Re: Getting A Newb Started

From: Kenneth Whistler (kenw@sybase.com)
Date: Mon Jul 07 2008 - 14:22:01 CDT

Next message: William J Poser: "Re: Getting A Newb Started"

Previous message: John Hudson: "Normalisation and directionality (was: how to add all latin (and greek) subscripts)"
Maybe in reply to: J: "Getting A Newb Started"
Next in thread: William J Poser: "Re: Getting A Newb Started"
Messages sorted by: [ date ] [ thread ] [ subject ] [ author ] [ attachment ]
Mail actions: [ respond to this message ] [ mail a new topic ]

> Things I've learned:
> the wchar_t definition is platform dependent. That makes it completely
> useless, which also makes all standard wide-char functions useless.

I concur with that. I've been building platform-independent
Unicode support code for years now -- and the first thing I do
is define a 16-bit UTF-16 data type and a 32-bit UTF-32 data type
and junk all the wchar_t's and anything that depends on them.

> Using wchar_t would double or quadruple the memory usage of my app.

Assuming you were using well-defined 16-bit and 32-bit types --
I presume you would still claim that, but that seldom is actually
the case unless you have a very unusual application that is
completely dominated by raw text storage size and whose data
content is, in turn, dominated by ASCII characters.

> Only Asian countries benefit directly from defaulting to a wide
> character for internal app use, where the west would benefit from UTF-8
> internal use.

That is basically false. It overvalues sheer memory storage
issues (or byte stream lengths) over the other advantages that
processing in Unicode internally can provide.

> There seems to be *no* standard or de-facto standard libraries to deal
> with unicode. It's either added ad-hoc to existing libraries or written
> from scratch for each app.

If you mean no C or C++ standard libraries, then that is pretty
much the case, because the standard libraries for those weren't
designed with Unicode in mind, don't scale well to Unicode, and
are stuck with the wchar_t problems.

> I've seen ICU from IBM which seems pretty good but it was built with the
> "java mentality"

The "java mentality" is one of the aspects of Unicode that
you may have to get used to. Unicode *is* the character set,
not one among many.

> and doesn't conform very well to linux practices and
> seems to be overkill for most apps (20M Runtime Download?!?!). It also
> doesn't have a compiler for it's resource files. Also, sticking all
> character strings in a resource file doesn't sit well with me.
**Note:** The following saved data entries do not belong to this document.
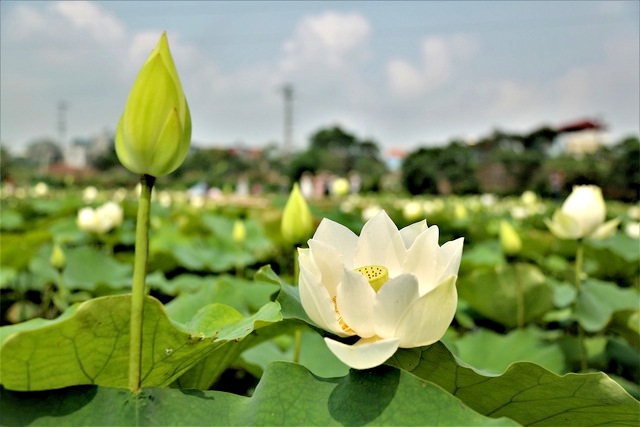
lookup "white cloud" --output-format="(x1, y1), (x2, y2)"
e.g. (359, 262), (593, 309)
(387, 35), (479, 97)
(8, 4), (48, 40)
(1, 2), (150, 150)
(1, 2), (637, 153)
(54, 1), (125, 44)
(1, 3), (380, 150)
(267, 11), (379, 147)
(280, 11), (371, 72)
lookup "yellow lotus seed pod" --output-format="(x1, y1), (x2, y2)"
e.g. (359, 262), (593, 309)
(354, 265), (389, 292)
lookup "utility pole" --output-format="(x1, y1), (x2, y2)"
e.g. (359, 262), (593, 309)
(282, 83), (293, 156)
(57, 100), (68, 164)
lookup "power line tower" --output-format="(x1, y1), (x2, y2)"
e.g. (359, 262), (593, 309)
(281, 83), (293, 156)
(57, 100), (68, 163)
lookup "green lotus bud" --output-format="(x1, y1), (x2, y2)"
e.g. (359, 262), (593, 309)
(115, 32), (191, 177)
(499, 220), (522, 256)
(233, 219), (246, 244)
(281, 183), (313, 245)
(332, 178), (350, 196)
(50, 244), (66, 270)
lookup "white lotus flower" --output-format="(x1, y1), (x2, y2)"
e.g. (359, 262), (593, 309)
(82, 186), (99, 203)
(77, 207), (99, 233)
(480, 193), (497, 207)
(98, 202), (124, 230)
(298, 210), (463, 370)
(77, 202), (123, 234)
(521, 190), (538, 206)
(361, 204), (383, 221)
(545, 185), (619, 240)
(625, 222), (640, 240)
(628, 205), (640, 221)
(402, 200), (423, 222)
(32, 182), (49, 197)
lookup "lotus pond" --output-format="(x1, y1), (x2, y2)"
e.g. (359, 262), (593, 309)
(0, 183), (639, 426)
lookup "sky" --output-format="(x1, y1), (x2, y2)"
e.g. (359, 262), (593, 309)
(1, 1), (639, 155)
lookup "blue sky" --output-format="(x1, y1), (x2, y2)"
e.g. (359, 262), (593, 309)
(1, 1), (638, 154)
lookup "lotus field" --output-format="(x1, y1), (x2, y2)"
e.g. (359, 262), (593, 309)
(0, 181), (638, 425)
(1, 32), (639, 426)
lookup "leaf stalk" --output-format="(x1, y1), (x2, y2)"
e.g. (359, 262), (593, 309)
(129, 174), (155, 392)
(574, 240), (588, 371)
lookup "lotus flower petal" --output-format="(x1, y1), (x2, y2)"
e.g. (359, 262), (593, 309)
(337, 270), (377, 338)
(324, 336), (400, 370)
(373, 274), (420, 339)
(395, 275), (458, 348)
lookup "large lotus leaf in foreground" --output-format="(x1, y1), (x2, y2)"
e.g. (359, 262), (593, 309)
(387, 342), (639, 426)
(0, 295), (281, 391)
(0, 362), (514, 426)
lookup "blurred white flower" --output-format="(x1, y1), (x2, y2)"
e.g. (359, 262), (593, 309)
(510, 206), (529, 220)
(82, 186), (99, 203)
(32, 182), (49, 197)
(77, 207), (100, 233)
(158, 190), (172, 207)
(402, 200), (423, 222)
(99, 202), (124, 229)
(77, 202), (123, 234)
(521, 190), (538, 206)
(298, 211), (463, 369)
(190, 195), (205, 208)
(545, 185), (619, 240)
(628, 205), (640, 221)
(340, 199), (356, 214)
(362, 204), (383, 222)
(480, 193), (497, 207)
(625, 222), (640, 239)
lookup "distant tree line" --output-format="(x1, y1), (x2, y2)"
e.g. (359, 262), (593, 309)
(2, 124), (638, 200)
(401, 128), (639, 201)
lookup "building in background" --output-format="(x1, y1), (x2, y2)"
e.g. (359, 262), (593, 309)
(554, 119), (607, 156)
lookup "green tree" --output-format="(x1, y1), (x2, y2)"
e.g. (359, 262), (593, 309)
(290, 126), (387, 192)
(91, 143), (121, 171)
(402, 147), (439, 194)
(402, 142), (478, 195)
(0, 145), (11, 181)
(608, 136), (640, 200)
(494, 148), (545, 191)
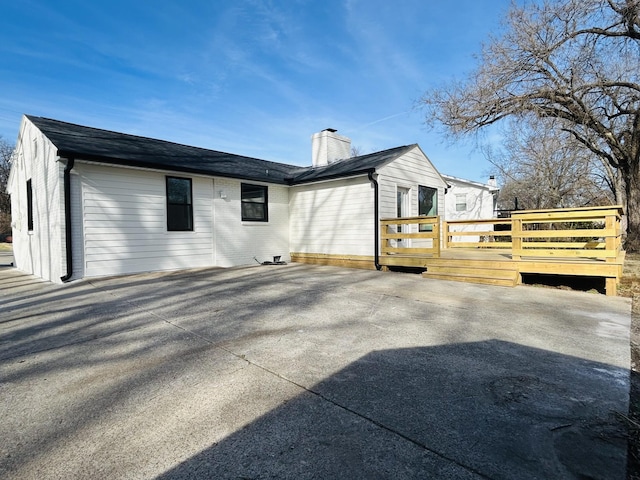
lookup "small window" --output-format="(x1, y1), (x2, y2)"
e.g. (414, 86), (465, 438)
(455, 194), (467, 212)
(166, 176), (193, 231)
(26, 179), (33, 231)
(241, 183), (268, 222)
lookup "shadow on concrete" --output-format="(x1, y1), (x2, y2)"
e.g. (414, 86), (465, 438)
(0, 264), (630, 479)
(0, 265), (373, 363)
(157, 339), (628, 480)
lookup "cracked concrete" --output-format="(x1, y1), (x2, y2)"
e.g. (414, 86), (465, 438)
(0, 262), (632, 479)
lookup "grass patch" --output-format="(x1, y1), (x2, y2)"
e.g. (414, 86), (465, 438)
(0, 243), (12, 252)
(620, 253), (640, 299)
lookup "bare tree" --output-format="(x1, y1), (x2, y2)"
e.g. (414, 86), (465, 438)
(422, 0), (640, 250)
(0, 136), (14, 234)
(350, 145), (363, 157)
(486, 118), (615, 210)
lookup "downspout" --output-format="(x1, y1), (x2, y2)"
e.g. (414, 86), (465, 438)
(60, 157), (75, 282)
(368, 170), (382, 271)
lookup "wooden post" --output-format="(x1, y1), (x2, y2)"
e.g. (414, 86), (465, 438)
(433, 217), (441, 258)
(512, 216), (522, 261)
(605, 213), (616, 261)
(604, 211), (621, 296)
(605, 277), (617, 296)
(442, 220), (449, 249)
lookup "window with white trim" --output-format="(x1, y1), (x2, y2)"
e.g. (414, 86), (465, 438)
(455, 193), (467, 212)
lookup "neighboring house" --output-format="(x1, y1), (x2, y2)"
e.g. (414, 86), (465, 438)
(442, 174), (500, 244)
(443, 174), (499, 220)
(7, 116), (448, 283)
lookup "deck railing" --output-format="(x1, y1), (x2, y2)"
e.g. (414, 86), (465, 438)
(443, 205), (623, 261)
(381, 205), (624, 262)
(380, 216), (440, 257)
(509, 205), (623, 262)
(444, 218), (513, 249)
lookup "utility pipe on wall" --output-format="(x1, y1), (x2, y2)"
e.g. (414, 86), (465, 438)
(60, 157), (75, 282)
(368, 170), (382, 271)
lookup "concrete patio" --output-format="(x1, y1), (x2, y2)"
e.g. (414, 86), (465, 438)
(0, 262), (631, 479)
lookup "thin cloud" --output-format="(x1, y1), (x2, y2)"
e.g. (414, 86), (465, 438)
(0, 0), (514, 182)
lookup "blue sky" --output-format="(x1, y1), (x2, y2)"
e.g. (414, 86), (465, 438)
(0, 0), (512, 182)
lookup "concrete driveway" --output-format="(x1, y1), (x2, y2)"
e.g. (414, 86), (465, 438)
(0, 263), (631, 479)
(0, 247), (13, 267)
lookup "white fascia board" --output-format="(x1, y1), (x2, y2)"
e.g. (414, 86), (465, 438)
(442, 174), (498, 191)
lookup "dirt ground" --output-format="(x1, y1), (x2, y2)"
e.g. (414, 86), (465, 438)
(618, 254), (640, 479)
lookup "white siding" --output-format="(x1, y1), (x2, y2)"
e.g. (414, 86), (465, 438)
(78, 163), (214, 277)
(8, 117), (64, 283)
(74, 163), (290, 277)
(289, 177), (375, 256)
(213, 178), (290, 267)
(444, 179), (496, 221)
(377, 147), (447, 250)
(377, 147), (447, 220)
(70, 172), (84, 280)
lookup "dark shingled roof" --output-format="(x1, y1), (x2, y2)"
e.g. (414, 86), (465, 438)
(288, 144), (416, 184)
(27, 116), (416, 185)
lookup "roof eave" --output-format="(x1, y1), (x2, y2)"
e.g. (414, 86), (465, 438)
(289, 168), (376, 186)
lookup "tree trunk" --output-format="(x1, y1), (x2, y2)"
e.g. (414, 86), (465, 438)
(625, 164), (640, 252)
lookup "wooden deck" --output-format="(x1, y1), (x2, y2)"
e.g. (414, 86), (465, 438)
(379, 206), (625, 295)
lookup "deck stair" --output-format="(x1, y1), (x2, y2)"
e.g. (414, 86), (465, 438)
(421, 258), (519, 287)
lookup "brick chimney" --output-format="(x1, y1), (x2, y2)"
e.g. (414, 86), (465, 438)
(311, 129), (351, 167)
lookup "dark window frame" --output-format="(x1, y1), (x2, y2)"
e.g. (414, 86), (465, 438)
(418, 185), (438, 216)
(166, 176), (194, 232)
(418, 185), (438, 232)
(241, 183), (269, 222)
(26, 179), (34, 231)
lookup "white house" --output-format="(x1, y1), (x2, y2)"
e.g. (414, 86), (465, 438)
(443, 174), (498, 220)
(7, 116), (449, 283)
(442, 174), (499, 244)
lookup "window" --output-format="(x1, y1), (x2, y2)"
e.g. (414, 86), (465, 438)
(455, 194), (467, 212)
(26, 179), (33, 231)
(418, 185), (437, 232)
(166, 176), (193, 231)
(419, 185), (437, 216)
(397, 187), (410, 218)
(396, 187), (410, 241)
(241, 183), (268, 222)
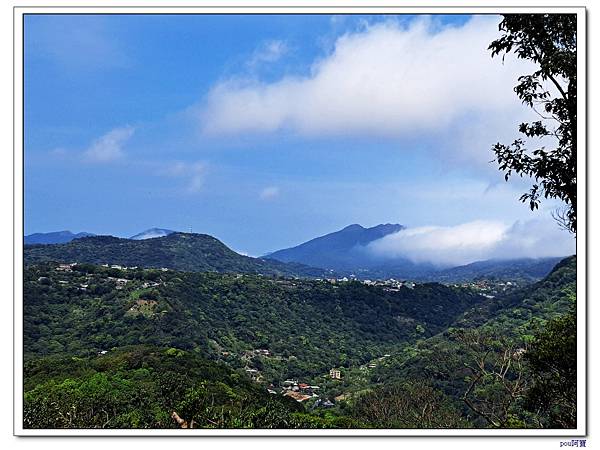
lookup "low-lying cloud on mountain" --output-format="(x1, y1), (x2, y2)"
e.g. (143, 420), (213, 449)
(367, 218), (575, 267)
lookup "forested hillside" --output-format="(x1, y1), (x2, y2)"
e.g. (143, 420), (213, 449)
(351, 256), (577, 428)
(22, 257), (576, 429)
(24, 262), (483, 379)
(24, 233), (331, 278)
(24, 346), (358, 429)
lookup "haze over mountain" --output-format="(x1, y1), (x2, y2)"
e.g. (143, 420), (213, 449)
(24, 231), (95, 245)
(24, 224), (570, 283)
(266, 223), (570, 282)
(418, 256), (565, 283)
(266, 223), (405, 271)
(129, 228), (176, 240)
(26, 228), (177, 243)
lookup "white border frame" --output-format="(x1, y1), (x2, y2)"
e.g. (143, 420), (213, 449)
(13, 4), (587, 437)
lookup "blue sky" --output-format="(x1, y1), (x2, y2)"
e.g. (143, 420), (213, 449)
(24, 13), (575, 262)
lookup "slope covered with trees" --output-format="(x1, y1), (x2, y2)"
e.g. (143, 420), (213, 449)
(352, 256), (576, 428)
(24, 345), (358, 429)
(24, 233), (332, 278)
(24, 262), (483, 380)
(22, 256), (576, 429)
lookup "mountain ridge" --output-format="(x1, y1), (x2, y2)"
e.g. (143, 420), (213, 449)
(265, 223), (570, 282)
(24, 225), (571, 283)
(24, 232), (332, 278)
(266, 223), (405, 271)
(24, 230), (96, 245)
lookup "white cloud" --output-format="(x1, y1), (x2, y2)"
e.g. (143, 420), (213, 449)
(248, 40), (288, 67)
(158, 161), (206, 193)
(367, 218), (575, 267)
(200, 16), (533, 143)
(83, 126), (135, 163)
(259, 186), (280, 200)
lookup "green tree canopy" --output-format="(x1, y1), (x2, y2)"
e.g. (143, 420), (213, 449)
(524, 307), (577, 428)
(489, 14), (577, 233)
It is work, but ICU is open source, and you can (and probably should)
pare away all the stuff you don't want to deal with. If you
remove the collation and localization parts of the source, you can
compact it down to a much tighter runtime. It is up to you what
kinds of functionality you need.

> And So,
> My question(s) to you all are:
> If ICU is big, bloated and doesn't follow conventions, and glib doesn't
> handle all the things necessary (string manipulation), is there a good
> library that handles unicode well and doesn't come along with megs of
> unnecessary things? (Glib has tons of stuff I wouldn't be using)

Same thing with ICU. Pare away the stuff you don't need.

And you'll increasingly find, I think, that ICU *is* the convention
that others tend to follow. It is built that way for a reason.

> I would like to use UTF-8 internally within my app as it seems much less
> memory intensive,

This is a mistake, I believe. UTF-8 works well if you are basically
streaming data or working on strings with operations (copy, length,
etc.) that don't care much about their internal content. Once you
start parsing strings for content, UTF-8 gets much more complicated
than UTF-16, and you start regressing in code complexity. Tables
are also much more of a nightmare to construct, store, and access
in UTF-8, if you try to do it directly in UTF-8. UTF-16 is much
more tractable for table lookup.

> but that would also mean I have to rewrite every
> single string and char manipulation function myself to deal with UTF-8
> (wow what a chore!). Is there a better way to deal with that?
>
> Am I barking up the wrong tree here? A lot of people say to use UTF-16
> internally and convert to UTF-8 for output...

Yep. I recommend that.

> I appreciate any help you can give me.

I'm sure you'll get a flood of further advice of all sorts
from the denizens of this list, shortly. ;-)

--Ken

Next message: William J Poser: "Re: Getting A Newb Started"
Previous message: John Hudson: "Normalisation and directionality (was: how to add all latin (and greek) subscripts)"
Maybe in reply to: J: "Getting A Newb Started"
Next in thread: William J Poser: "Re: Getting A Newb Started"
Messages sorted by: [ date ] [ thread ] [ subject ] [ author ] [ attachment ]
Mail actions: [ respond to this message ] [ mail a new topic ]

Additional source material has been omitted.